ATRI is the research wing of the American Trucking Associations, which has been battling the hours-of-service changes in court.
One of the conclusions of ATRI’s report are that the 34-hour restart provisions that limit the use of a restart to once a week and the requirement that two resting periods occur between 1 a.m. and 5 a.m. are based on a “biased dataset of driver logs from carriers undergoing compliance reviews and safety audits.”

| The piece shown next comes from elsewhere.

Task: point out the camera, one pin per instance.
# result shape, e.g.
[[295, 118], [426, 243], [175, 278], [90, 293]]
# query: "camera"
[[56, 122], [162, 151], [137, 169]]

The other is that FMCSA’s calculation that the industry will see a benefit of $133 million a year based on the restart provisions is way off, and that the provisions will actually cost the industry $189 million and change each year, “based on a conservative estimate of 15 minutes per week lost by the average driver due to productivity losses” not found in FMCSA’s figures, says ATRI’s report. The difference results in what ATRI says is a $322 million miscalculation.
ATRI attributes the discrepancy to lack of calculation by FMCSA of limiting driver productivity, lost work hours, increased congestion, increased restart times and potential increase in shipper costs.
Click here to get a copy of ATRI’s report.
It analyzed survey data from 2,000 drivers and 500 carriers and looked at a logbook data from 40,000 drivers and 1.4 million individual driver logs.